Josh Modell of The A.V. Club gave the episode a "B" grade and wrote, "I thought that Vince would be repeatedly marginalized by Werner and that his part would end up on the cutting-room floor (which would've been sorta funny to watch). I think one of you fine folks speculated that Vince would quit. But no! Tonight's episode was entertaining because we were all wrong." Alan Sepinwall wrote, "I think I liked it more as a finale than I do as a penultimate episode, since I suspect all will somehow be made well by the end of next week's show. Still, the Vince/Verner blow-up played out entertainingly, and if the show manages to pull Vince out of his latest mess, at least it gave us a couple of interesting episodes before it did so."

Trish Wethman of TV Guide wrote, "With only one episode left to go, I'm not quite sure how things can get any worse for the boys from Queens. Vince's situation took a dire turn this week as Verner's over-the-top demands pushed Vince to the breaking point.
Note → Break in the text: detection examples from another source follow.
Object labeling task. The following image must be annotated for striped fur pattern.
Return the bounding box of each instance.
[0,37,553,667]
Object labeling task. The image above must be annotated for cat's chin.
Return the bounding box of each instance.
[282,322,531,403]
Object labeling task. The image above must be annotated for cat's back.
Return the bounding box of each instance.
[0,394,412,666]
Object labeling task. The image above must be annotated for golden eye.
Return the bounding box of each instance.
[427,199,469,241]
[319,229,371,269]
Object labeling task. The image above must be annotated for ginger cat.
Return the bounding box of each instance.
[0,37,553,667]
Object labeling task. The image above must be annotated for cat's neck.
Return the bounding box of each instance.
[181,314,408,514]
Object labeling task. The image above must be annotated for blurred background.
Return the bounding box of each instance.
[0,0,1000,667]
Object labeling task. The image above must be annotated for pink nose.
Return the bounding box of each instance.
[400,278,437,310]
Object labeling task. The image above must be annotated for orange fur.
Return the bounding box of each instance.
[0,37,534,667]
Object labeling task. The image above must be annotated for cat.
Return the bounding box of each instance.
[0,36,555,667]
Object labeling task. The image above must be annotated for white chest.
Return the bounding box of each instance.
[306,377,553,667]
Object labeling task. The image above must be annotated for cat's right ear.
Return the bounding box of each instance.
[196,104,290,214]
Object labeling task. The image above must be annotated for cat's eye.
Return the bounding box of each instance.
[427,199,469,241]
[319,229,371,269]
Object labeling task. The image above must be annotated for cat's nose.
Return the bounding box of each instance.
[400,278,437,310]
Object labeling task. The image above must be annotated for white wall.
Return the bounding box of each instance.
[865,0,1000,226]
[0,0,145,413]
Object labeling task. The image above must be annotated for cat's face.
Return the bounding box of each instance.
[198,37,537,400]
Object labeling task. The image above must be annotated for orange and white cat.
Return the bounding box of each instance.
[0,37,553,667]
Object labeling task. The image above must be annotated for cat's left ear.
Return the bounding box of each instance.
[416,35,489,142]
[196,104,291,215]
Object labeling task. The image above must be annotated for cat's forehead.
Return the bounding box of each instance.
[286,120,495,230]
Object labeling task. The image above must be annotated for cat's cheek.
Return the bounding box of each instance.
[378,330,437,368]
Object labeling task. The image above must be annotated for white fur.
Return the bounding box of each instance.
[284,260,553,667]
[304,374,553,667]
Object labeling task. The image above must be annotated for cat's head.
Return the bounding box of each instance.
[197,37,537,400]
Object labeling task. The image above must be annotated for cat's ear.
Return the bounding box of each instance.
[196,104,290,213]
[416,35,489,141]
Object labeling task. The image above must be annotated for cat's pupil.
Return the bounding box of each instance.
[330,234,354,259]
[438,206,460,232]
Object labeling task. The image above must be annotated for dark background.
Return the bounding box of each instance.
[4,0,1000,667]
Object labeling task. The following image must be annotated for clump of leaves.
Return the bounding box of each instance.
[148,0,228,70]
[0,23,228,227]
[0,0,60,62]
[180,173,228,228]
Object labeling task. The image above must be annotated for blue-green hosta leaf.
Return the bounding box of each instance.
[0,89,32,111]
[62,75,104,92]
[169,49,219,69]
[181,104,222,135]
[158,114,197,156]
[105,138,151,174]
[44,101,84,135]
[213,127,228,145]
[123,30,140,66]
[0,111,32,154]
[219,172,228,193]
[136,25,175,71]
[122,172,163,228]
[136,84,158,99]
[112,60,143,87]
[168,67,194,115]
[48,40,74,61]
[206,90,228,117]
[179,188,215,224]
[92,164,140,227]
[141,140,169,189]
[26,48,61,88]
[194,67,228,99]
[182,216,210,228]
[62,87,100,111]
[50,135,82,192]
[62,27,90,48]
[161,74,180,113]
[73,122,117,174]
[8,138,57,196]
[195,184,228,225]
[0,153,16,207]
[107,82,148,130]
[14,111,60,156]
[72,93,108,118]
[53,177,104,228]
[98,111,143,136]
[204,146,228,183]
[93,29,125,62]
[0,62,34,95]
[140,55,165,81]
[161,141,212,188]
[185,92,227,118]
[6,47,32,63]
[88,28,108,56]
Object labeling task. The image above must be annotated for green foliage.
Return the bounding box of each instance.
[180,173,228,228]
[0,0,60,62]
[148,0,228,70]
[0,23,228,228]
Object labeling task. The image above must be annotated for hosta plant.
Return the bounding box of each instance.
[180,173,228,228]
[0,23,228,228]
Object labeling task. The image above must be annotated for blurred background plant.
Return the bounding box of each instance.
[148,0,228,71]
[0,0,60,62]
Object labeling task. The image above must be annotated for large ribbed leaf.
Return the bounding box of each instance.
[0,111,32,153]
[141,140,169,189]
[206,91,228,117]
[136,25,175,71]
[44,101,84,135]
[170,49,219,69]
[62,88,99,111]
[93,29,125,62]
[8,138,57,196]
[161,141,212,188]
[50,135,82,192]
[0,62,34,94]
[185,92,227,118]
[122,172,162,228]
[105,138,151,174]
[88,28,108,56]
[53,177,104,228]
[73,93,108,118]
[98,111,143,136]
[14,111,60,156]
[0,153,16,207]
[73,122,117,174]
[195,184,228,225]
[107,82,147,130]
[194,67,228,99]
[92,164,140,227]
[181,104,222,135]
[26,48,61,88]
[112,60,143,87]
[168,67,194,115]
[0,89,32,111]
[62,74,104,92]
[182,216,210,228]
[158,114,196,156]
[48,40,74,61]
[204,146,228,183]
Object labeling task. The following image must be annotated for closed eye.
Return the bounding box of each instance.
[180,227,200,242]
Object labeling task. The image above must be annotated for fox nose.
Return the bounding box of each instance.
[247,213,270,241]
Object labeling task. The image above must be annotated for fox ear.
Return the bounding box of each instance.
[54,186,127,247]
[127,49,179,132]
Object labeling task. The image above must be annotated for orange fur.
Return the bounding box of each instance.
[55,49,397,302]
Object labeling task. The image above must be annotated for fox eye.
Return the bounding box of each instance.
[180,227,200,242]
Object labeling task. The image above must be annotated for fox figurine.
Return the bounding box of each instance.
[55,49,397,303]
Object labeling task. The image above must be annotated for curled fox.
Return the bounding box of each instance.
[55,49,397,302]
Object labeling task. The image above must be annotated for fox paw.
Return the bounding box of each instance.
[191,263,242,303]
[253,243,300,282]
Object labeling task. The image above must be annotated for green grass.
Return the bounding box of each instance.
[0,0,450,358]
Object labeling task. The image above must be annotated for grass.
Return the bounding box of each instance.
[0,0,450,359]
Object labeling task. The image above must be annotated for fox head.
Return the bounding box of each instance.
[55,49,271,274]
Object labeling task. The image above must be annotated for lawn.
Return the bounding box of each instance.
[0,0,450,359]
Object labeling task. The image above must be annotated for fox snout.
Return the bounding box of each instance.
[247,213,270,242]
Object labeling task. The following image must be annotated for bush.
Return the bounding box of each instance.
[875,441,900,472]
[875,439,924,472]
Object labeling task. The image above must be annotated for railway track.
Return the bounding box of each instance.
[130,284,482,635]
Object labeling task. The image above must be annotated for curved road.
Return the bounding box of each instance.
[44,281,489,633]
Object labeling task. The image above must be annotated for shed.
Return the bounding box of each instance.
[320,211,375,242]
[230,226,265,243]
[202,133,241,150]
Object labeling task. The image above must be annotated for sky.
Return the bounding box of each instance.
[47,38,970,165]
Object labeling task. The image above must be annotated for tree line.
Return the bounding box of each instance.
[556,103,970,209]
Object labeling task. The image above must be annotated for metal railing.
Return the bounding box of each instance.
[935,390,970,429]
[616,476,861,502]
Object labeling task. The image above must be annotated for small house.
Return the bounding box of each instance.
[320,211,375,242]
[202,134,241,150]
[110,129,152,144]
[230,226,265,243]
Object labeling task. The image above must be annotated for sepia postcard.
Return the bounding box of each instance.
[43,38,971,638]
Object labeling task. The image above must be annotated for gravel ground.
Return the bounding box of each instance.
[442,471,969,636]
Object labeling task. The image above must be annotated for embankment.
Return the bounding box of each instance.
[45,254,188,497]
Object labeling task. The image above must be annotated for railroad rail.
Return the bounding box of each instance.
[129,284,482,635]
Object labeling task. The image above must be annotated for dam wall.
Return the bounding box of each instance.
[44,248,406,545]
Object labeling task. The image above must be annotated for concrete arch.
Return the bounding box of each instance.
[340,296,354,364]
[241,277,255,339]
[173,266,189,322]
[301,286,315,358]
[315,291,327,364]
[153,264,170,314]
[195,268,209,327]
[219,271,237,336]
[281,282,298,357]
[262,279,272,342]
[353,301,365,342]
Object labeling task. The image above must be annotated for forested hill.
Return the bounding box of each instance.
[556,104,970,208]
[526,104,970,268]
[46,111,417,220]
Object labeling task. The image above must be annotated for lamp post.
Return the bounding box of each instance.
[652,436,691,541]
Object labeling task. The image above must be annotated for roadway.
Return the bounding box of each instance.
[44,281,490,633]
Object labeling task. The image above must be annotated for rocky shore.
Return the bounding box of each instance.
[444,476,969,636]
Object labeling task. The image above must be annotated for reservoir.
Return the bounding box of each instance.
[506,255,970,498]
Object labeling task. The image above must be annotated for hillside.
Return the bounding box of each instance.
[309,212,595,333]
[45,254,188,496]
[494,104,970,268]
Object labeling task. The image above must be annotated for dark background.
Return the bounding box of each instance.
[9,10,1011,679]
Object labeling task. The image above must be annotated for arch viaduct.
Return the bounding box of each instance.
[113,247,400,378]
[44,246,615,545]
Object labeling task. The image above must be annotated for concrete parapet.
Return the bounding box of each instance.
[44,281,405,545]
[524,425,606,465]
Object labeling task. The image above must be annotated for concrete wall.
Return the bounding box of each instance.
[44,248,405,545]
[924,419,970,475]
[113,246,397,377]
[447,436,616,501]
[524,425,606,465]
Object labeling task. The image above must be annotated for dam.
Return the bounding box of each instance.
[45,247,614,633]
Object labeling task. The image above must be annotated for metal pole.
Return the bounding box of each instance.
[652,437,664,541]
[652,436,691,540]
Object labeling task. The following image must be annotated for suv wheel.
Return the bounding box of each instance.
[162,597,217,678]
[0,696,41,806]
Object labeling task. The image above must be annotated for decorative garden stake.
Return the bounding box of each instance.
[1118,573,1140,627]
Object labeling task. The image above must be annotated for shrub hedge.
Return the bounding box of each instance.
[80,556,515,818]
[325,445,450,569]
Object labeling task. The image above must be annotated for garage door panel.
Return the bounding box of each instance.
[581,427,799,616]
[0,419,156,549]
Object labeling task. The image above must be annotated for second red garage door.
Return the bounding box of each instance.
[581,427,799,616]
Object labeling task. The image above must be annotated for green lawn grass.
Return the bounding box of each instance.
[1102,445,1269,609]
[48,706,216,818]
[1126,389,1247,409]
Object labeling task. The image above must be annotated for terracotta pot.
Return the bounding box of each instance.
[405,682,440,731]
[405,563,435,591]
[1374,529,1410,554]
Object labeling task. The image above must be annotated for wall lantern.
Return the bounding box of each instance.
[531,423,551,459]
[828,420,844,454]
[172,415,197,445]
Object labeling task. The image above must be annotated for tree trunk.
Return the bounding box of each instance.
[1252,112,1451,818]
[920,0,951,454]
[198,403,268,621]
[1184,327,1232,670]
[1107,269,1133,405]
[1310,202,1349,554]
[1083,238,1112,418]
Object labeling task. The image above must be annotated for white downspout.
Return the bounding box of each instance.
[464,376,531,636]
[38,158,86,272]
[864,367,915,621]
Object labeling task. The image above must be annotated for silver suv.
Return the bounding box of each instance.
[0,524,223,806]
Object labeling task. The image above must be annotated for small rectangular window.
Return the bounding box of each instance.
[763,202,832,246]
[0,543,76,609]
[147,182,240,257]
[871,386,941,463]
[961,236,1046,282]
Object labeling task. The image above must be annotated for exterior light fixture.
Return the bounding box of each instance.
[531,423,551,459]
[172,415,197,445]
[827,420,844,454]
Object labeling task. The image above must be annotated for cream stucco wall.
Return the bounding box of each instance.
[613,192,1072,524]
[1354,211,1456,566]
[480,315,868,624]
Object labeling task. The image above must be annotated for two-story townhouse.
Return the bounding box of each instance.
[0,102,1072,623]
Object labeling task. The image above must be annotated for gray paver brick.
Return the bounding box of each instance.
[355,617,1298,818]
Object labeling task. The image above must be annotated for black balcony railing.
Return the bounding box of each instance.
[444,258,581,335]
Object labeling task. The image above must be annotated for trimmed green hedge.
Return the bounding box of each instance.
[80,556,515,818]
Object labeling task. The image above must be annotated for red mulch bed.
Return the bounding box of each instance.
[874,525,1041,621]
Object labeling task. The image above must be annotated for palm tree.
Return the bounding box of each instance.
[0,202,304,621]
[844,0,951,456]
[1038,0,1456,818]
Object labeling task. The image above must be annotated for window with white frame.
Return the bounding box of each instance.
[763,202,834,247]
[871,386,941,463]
As Vince stood up for himself and demanded some clarity from his mercurial director, Verner unceremoniously fired him on the spot." Rob Hunter of Film School Rejects wrote, "Normally I would take this opportunity to scoff at the unrealistic world of Entourage, but apparently Sigler and Jerry Ferrara are actually dating in real life after meeting on the show. So instead I'll just say it's a nice change to finally see Turtle getting some action and talking about his dreams that don't involve Vince. And to be honest, Sigler is yesterday's news in Hollywood now that she no longer has an eating disorder to keep her weight in check. Meaning her relationship with the squat Turtle may actually be pretty believable after all. But seriously. What the fuck happened to Jason Patric?"

Doug Ellin and Rob Weiss submitted this episode for consideration for Outstanding Writing for a Comedy Series at the 61st Primetime Emmy Awards.